Most of all he wondered what two weeks in a new environment would do to her untried body and newly patterned brain. If Maltzer were right, then there might be some perceptible—drainage—by the time they met again. He tried not to think of that.
Maltzer televised him on the morning set for her return. He looked very bad. The rest must have been no rest at all. His face was almost a skull now, and the blurred eyes behind their lenses burned. But he seemed curiously at peace, in spite of his appearance. Harris thought he had reached some decision, but whatever it was had not stopped his hands from shaking or the nervous tic that drew his face sidewise into a grimace at intervals.

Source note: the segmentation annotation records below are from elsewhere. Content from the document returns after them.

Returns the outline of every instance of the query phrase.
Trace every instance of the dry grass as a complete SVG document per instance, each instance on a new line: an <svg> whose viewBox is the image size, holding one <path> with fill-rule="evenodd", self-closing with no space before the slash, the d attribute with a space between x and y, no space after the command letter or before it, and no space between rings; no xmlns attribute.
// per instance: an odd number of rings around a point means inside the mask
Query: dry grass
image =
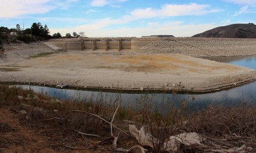
<svg viewBox="0 0 256 153"><path fill-rule="evenodd" d="M17 67L0 67L0 71L20 71L20 68Z"/></svg>
<svg viewBox="0 0 256 153"><path fill-rule="evenodd" d="M30 90L0 85L0 105L19 105L20 102L17 96L28 94L35 93ZM32 100L22 102L37 108L28 113L32 120L38 121L52 117L61 118L61 121L59 120L60 123L65 124L65 127L69 129L106 135L109 133L109 124L89 114L72 112L74 110L86 111L110 121L121 101L120 95L117 93L108 98L101 93L95 96L96 99L92 95L92 98L83 101L67 100L61 104L56 104L44 102L42 99L49 101L50 98L39 95L39 101ZM180 133L181 130L196 132L205 138L209 138L214 143L207 145L213 147L216 147L216 145L237 147L245 144L256 148L256 105L243 103L232 107L209 105L199 113L187 115L185 101L179 102L177 107L177 104L169 100L164 102L163 96L163 101L159 102L160 105L156 105L154 96L154 94L142 95L136 100L137 110L135 110L135 108L121 107L115 118L115 124L118 124L118 127L123 129L126 129L123 120L135 121L140 123L141 126L148 125L149 131L158 140L154 143L153 152L163 152L165 149L163 143L168 140L170 136ZM54 109L57 109L59 113L53 113Z"/></svg>
<svg viewBox="0 0 256 153"><path fill-rule="evenodd" d="M221 138L236 146L245 144L256 148L256 105L242 104L235 107L209 105L193 115L186 130L209 138Z"/></svg>

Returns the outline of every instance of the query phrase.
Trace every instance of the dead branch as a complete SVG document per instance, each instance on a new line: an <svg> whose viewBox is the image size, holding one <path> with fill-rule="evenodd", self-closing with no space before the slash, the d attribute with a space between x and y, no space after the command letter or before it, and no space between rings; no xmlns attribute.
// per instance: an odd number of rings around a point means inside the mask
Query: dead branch
<svg viewBox="0 0 256 153"><path fill-rule="evenodd" d="M113 131L112 131L112 123L113 123L114 118L115 118L115 114L117 113L117 110L118 109L118 108L119 108L120 106L120 105L118 105L117 106L117 108L115 108L115 113L114 113L113 117L112 117L111 122L110 123L110 131L111 132L111 136L113 136Z"/></svg>
<svg viewBox="0 0 256 153"><path fill-rule="evenodd" d="M86 139L86 138L85 138L85 137L84 136L84 135L83 135L81 134L81 136L82 136L83 139L84 139L84 142L86 142L86 146L88 146L88 143L87 143L88 140Z"/></svg>
<svg viewBox="0 0 256 153"><path fill-rule="evenodd" d="M47 118L47 119L40 120L40 121L50 121L50 120L57 120L59 121L66 121L66 122L68 122L69 121L69 120L67 120L66 118L59 118L57 117L50 118Z"/></svg>
<svg viewBox="0 0 256 153"><path fill-rule="evenodd" d="M74 130L74 131L77 132L77 133L78 133L78 134L83 135L85 135L85 136L95 136L95 137L100 137L100 136L96 135L89 134L89 133L83 133L83 132L79 132L79 131L76 130L75 130L75 129L74 129L73 130Z"/></svg>
<svg viewBox="0 0 256 153"><path fill-rule="evenodd" d="M118 151L118 152L129 152L130 151L132 151L136 148L140 149L142 153L145 153L145 151L148 151L147 149L145 149L144 148L143 148L139 145L133 146L130 149L129 149L128 150L125 149L123 149L123 148L117 148L115 151Z"/></svg>
<svg viewBox="0 0 256 153"><path fill-rule="evenodd" d="M108 123L109 124L111 124L111 123L110 122L109 122L108 121L107 121L105 119L103 118L102 117L100 117L100 116L99 116L97 115L90 113L88 113L88 112L83 111L79 111L79 110L73 110L73 111L72 111L72 112L80 112L80 113L85 113L85 114L89 114L89 115L93 115L93 116L95 116L95 117L100 118L100 120L104 121L105 122L106 122L106 123ZM126 132L125 132L124 131L122 130L121 129L120 129L120 128L117 127L117 126L115 126L114 125L112 125L112 126L116 128L117 129L118 129L118 130L122 132L123 133L124 133L126 135L129 136L127 133L126 133Z"/></svg>
<svg viewBox="0 0 256 153"><path fill-rule="evenodd" d="M106 139L102 140L101 142L97 143L97 144L95 144L94 145L92 145L92 146L89 146L89 147L80 148L80 147L70 146L67 146L67 145L64 145L64 146L71 148L71 149L91 149L91 148L93 148L94 147L96 147L97 145L102 145L102 144L105 143L106 142L108 142L111 140L112 140L113 139L114 139L114 138L112 136L107 138Z"/></svg>
<svg viewBox="0 0 256 153"><path fill-rule="evenodd" d="M130 121L130 120L123 120L124 122L130 124L139 124L138 122L135 121Z"/></svg>

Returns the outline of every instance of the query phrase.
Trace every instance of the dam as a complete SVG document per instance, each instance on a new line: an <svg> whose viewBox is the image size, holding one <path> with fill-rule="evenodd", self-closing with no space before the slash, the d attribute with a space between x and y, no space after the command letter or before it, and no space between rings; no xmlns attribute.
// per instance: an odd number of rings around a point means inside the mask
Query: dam
<svg viewBox="0 0 256 153"><path fill-rule="evenodd" d="M47 43L57 46L64 51L136 51L153 41L156 38L102 38L51 39Z"/></svg>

"Come over," he said briefly, without preamble. "She’ll be here in half an hour." And he blanked out without waiting for an answer.
When Harris arrived, he was standing by the window looking down and steadying his trembling hands on the sill.
"I can’t stop her," he said in a monotone, and again without preamble. Harris had the impression that for the two weeks his thoughts must have run over and over the same track, until any spoken word was simply a vocal interlude in the circling of his mind. "I couldn’t do it. I even tried threats, but she knew I didn’t mean them. There’s only one way out, Harris." He glanced up briefly, hollow-eyed behind the lenses. "Never mind. I’ll tell you later."
"Did you explain everything to her that you did to me?"
"Nearly all. I even taxed her with that… that sense of distress I know she feels. She denied it. She was lying. We both knew. It was worse after the performance than before. When I saw her that night, I tell you I knew—she senses something wrong, but she won’t admit it." He shrugged. "Well—"
Faintly in the silence they heard the humming of the elevator descending from the helicopter platform on the roof. Both men turned to the door.
She had not changed at all. Foolishly, Harris was a little surprised. Then he caught himself and remembered that she would never change—never, until she died. He himself might grow white-haired and senile; she would move before him then as she moved now, supple, golden, enigmatic.
Still, he thought she caught her breath a little when she saw Maltzer and the depths of his swift degeneration. She had no breath to catch, but her voice was shaken as she greeted them.
"I’m glad you’re both here," she said, a slight hesitation in her speech. "It’s a wonderful day outside. Jersey was glorious. I’d forgotten how lovely it is in summer. Was the sanitarium any good, Maltzer?"
He jerked his head irritably and did not answer. She went on talking in a light voice, skimming the surface, saying nothing important.
This time Harris saw her as he supposed her audiences would, eventually, when the surprise had worn off and the image of the living Deirdre faded from memory. She was all metal now, the Deirdre they would know from today on. And she was not less lovely. She was not even less human—yet. Her motion was a miracle of flexible grace, a pouring of suppleness along every limb. (From now on, Harris realized suddenly, it was her body and not her face that would have mobility to express emotion; she must act with her limbs and her lithe, robed torso.)
But there was something wrong. Harris sensed it almost tangibly in her inflections, her elusiveness, the way she fenced with words. This was what Maltzer had meant, this was what Harris himself had felt just before she left for the country. Only now it was strong—certain. Between them and the old Deirdre whose voice still spoke to them a veil of—detachment—had been drawn. Behind it she was in distress. Somehow, somewhere, she had made some discovery that affected her profoundly. And Harris was terribly afraid that he knew what the discovery must be. Maltzer was right.